Here’s the big ticket item though – public transit is a major equalizer. Access to public transit means mobility within the community. Individuals are no longer reliant on personal vehicles to get to work, volunteer, or shop – this means more employment opportunities, more community engagement and more spending within the community. Adequate public transit can lift low-income earners up, as they are able to search farther for work, can access services easier or take additional training for greater career opportunities.

Not only does it act as an equalizer for employees, it also improves independence. Seniors no longer able to drive or those with disabilities can still travel within the community using public transit. Youth can get to school on their own, or get to and from part-time jobs, without requiring parents to serve as chauffeurs. Recently, the expansion of the U-Pass program in Edmonton has increased access to post-secondary education for prospective students in Fort Saskatchewan, Spruce Grove and Leduc, ensuring reduced expenses in getting to and from campus.

It can be very difficult to recognize the benefits of public transit when you have other transportation options. I never truly appreciated Edmonton’s transit system until I travelled to other cities. New Orleans, as an example, has a much smaller transit system than Edmonton – 35 routes in New Orleans compared to over 300 routes in Edmonton. Edmonton has over three times as many bus stops as New Orleans, and nearly five times the ridership levels, despite having similar populations (although significantly different population densities). I would take Edmonton’s system over New Orleans any day, given how easy it is to get around the city. Sure, we may not compare to major urban centres like New York, Ottawa or Vienna, which has an amazing transit system
by the way, but we should appreciate the value of transit availability.

Of course, things can always be better and we should continue to push for that. The continued issues with the Metro LRT line, reduction in bus service to different neighbourhoods in Edmonton, poor scheduling, there’s no reason that we should just accept shortfalls.
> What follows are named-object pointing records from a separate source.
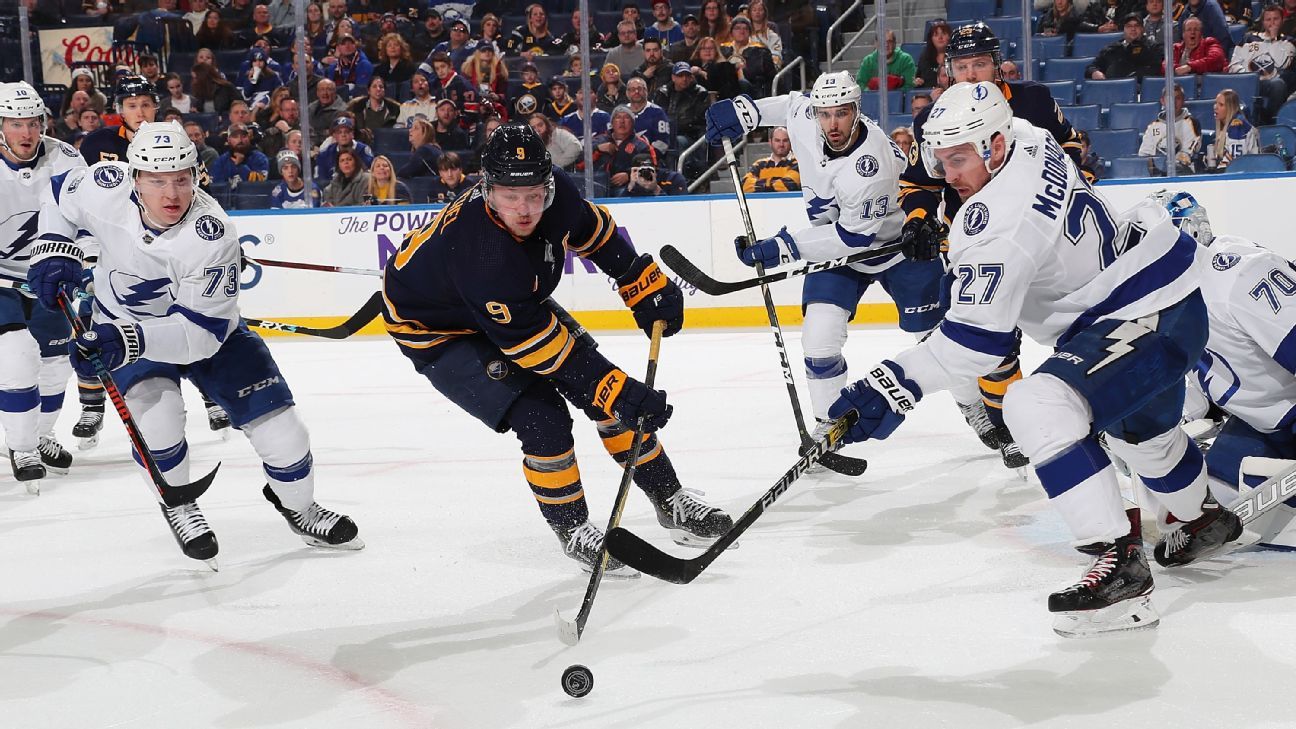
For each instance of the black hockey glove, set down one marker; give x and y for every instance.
(922, 238)
(651, 296)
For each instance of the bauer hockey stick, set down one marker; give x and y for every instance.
(704, 283)
(636, 553)
(171, 494)
(832, 461)
(372, 309)
(570, 631)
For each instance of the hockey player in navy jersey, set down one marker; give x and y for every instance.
(34, 367)
(973, 56)
(467, 301)
(1036, 248)
(166, 308)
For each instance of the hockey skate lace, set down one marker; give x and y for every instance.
(187, 522)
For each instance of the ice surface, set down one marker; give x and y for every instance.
(913, 596)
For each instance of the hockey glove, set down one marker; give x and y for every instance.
(731, 118)
(881, 400)
(651, 296)
(626, 400)
(922, 238)
(770, 252)
(115, 344)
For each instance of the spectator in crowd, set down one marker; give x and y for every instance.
(350, 183)
(241, 160)
(1187, 136)
(1234, 134)
(175, 97)
(712, 70)
(324, 110)
(1269, 55)
(714, 21)
(649, 180)
(210, 91)
(564, 148)
(574, 122)
(1133, 56)
(421, 105)
(560, 103)
(341, 138)
(385, 188)
(1196, 53)
(932, 59)
(394, 65)
(779, 171)
(684, 49)
(451, 182)
(614, 152)
(664, 29)
(612, 92)
(425, 152)
(215, 33)
(373, 110)
(534, 36)
(901, 68)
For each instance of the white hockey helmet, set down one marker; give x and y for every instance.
(162, 147)
(966, 113)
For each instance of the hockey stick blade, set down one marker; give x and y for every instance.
(636, 553)
(372, 309)
(694, 276)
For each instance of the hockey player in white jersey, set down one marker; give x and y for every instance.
(1248, 367)
(849, 180)
(1036, 247)
(166, 308)
(34, 367)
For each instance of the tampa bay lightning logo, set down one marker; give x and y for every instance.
(109, 177)
(976, 217)
(867, 166)
(209, 228)
(1225, 261)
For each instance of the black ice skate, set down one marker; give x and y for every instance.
(1113, 596)
(318, 525)
(86, 431)
(27, 468)
(583, 544)
(55, 455)
(193, 535)
(1200, 537)
(691, 520)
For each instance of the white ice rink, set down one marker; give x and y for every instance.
(911, 597)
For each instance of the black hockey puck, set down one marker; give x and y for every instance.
(577, 680)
It can be frustrating that what would be a seven-minute drive takes 45 minutes by transit or if you have to wait at an intersection for the LRT. Before you complain about public transit, think about what it actually offers, what it represents.

Since I’m moving back to small town Alberta next year, I know I’ll definitely be thinking about it, especially when I’m not able to take the bus across town to avoid dealing with bad drivers.